This episode features the extended interviews conducted for Billy Bang and William Parker’s 2002 RTV episodes.
Performance date: 12/13/1991
Episode digital release date: 05/21/2010
Host: Phoebe Legere
Produced by Jim Staley
The renowned violinist, composer, and improvisor Billy Bang was born in Mobile, Alabama, grew up in the South Bronx, and studied with the brilliant composer-performer Leroy Jenkins. In the 1970’s he formed The Survival Ensemble, and later co-founded The String Trio Of New York. Bang has performed and collaborated with such remarkable musicians as Sam Rivers, Frank Lowe, Sun Ra, Don Cherry, Marilyn Crispell and James Blood Ulmer. His enthralling performance on this Roulette TV video opens with the wistfully plaintive blues melody, “Daydreams”. Bang extends the opening emotional atmosphere through an astonishing variety of techniques that elicit dramatic and forward-propelling images before returning to the beginning mood. A wonderfully lyric ballad with allusions to play and work songs follows. Dedicated to Bang’s friend Dennis Charles who went by the nickname Jazz, this composition is appropriately entitled “One for Jazz”. Included in the piece is a poem that was his friend’s favorite, authored and spoken here by Bang. The third and last selection is a firey, non-stop cadenza at presto-tempo, “Untitled”. Afterwards in his interview, Bang speaks of searching and exploring the components of “Daydreams” and of being “magnetically pulled” into new aspects of the piece. He recalls the combination of Jazz and the European spirit in the AACM, and illuminates the “loft jazz” years in New York, emphasizing the creative persons involved and the development of more open ways of playing.

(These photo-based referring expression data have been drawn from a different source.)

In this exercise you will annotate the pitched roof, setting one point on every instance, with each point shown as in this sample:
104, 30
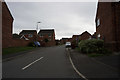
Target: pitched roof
75, 35
28, 32
46, 32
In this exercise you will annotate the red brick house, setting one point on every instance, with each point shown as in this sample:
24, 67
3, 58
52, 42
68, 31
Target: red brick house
85, 35
108, 24
46, 37
75, 38
7, 23
29, 34
64, 40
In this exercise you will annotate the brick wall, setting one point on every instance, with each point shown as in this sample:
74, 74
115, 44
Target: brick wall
20, 42
109, 28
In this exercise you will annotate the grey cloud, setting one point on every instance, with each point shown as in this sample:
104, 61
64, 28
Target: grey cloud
67, 18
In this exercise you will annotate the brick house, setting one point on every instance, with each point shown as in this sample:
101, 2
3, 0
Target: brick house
75, 38
46, 37
29, 34
108, 24
64, 40
85, 35
7, 23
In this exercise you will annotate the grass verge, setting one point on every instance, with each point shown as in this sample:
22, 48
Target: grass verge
12, 50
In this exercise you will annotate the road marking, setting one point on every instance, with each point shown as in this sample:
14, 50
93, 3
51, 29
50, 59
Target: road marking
31, 63
104, 64
76, 69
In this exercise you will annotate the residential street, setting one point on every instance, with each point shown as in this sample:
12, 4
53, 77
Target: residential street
94, 68
50, 62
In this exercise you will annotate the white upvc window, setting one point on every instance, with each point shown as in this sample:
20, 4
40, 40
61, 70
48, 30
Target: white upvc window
98, 22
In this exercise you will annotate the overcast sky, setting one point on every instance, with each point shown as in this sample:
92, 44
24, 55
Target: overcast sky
67, 18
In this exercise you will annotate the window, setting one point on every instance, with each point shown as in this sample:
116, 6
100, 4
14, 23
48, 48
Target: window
30, 35
98, 22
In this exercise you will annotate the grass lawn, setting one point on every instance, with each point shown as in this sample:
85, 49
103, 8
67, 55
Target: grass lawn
15, 50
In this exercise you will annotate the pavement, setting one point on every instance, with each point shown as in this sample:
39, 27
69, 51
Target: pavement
49, 62
96, 68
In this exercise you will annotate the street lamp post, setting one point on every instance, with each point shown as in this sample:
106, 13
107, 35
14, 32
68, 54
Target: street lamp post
37, 29
37, 26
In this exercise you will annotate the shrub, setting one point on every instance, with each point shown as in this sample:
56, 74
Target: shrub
92, 46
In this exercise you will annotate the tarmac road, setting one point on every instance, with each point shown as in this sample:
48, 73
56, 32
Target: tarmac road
50, 62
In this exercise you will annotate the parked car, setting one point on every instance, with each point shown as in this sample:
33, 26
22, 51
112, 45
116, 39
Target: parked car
68, 44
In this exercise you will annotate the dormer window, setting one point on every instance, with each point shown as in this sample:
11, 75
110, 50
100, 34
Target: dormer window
98, 22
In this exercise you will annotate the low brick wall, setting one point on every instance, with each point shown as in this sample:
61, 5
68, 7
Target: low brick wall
19, 42
113, 46
44, 44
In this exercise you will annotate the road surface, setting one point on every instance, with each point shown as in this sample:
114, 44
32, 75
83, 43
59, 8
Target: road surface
50, 62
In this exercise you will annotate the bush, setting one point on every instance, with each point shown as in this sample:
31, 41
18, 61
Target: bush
92, 46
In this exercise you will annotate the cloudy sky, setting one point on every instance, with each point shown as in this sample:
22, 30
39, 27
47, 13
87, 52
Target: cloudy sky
67, 18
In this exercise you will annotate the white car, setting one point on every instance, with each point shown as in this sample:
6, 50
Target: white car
68, 44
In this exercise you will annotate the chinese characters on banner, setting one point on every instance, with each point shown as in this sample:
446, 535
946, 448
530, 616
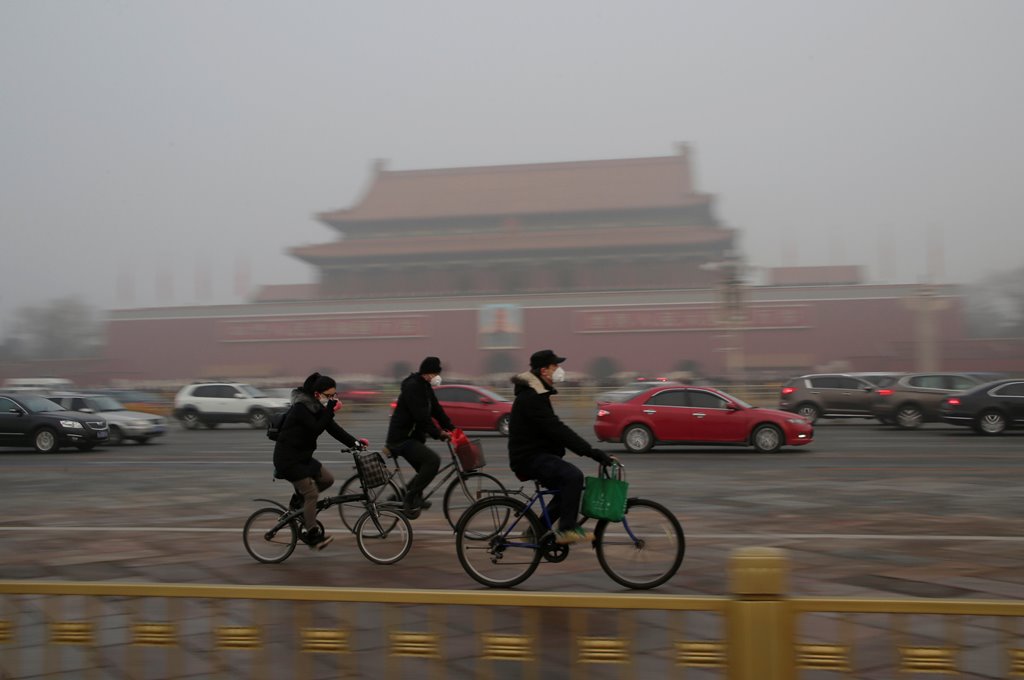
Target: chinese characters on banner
335, 327
690, 317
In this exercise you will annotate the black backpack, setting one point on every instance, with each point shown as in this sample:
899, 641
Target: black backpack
274, 424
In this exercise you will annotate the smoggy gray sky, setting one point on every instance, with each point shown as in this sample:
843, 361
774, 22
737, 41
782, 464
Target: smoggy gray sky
153, 140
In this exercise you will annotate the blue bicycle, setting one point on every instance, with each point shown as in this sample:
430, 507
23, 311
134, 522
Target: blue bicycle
501, 541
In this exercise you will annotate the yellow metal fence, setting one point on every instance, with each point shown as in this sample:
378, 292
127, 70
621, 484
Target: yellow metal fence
107, 630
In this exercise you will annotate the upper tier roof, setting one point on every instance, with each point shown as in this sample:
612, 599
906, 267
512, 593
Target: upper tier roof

Characterized by the Village Voice as “the most consistently brilliant free bassist of all time”, William Parker has been in demand as a performer with such notable avant-jazz musicians as Ed Blackwell, Don Cherry, Bill Dixon, Milford Graves, Billy Higgins, Sunny Murray, and Cecil Taylor. Parker is also a prolific composer who has written in a wide range of forms including opera (eg. “A Thousand Cranes” for orchestra, dance, and a 1000 school children performed at the opening of the UN Special Session on Disarmament in June, 1982), oratorio, ballet (eg. “Light Slices My Heart” for voices and small ensemble with Aztec poetry), film scores, various works for large and small instrumental ensembles, and soliloquies for solo instruments. Parker has published three volumes of poetry, and wrote the emotionally gripping text for “When You Smile, The big Orange Mountain Cries”, a work performed on this videotape by Parker (on wind instruments and percussion as well as bass) with his current large ensemble the Little Huey Creative Music Orchestra. The piece courses through subtle and rich timbres, captivating solos and intricate counterpoint, most of which arises spontaneously to support the deeply felt vocals of Leena Conquest. In his interview, Parker discusses the term “creative music” as signifying that kind of performance, in whatever style, where the music “procreates” or takes on a life of its own. His describes his piece, dedicated to the inspirational sharecropper Fannie Lou Haymer who in the 1960’s struggled to register voters in Mississippi (where she was assaulted by reactionary police), a dedication which he further extends to anyone struggling to be this or her own person.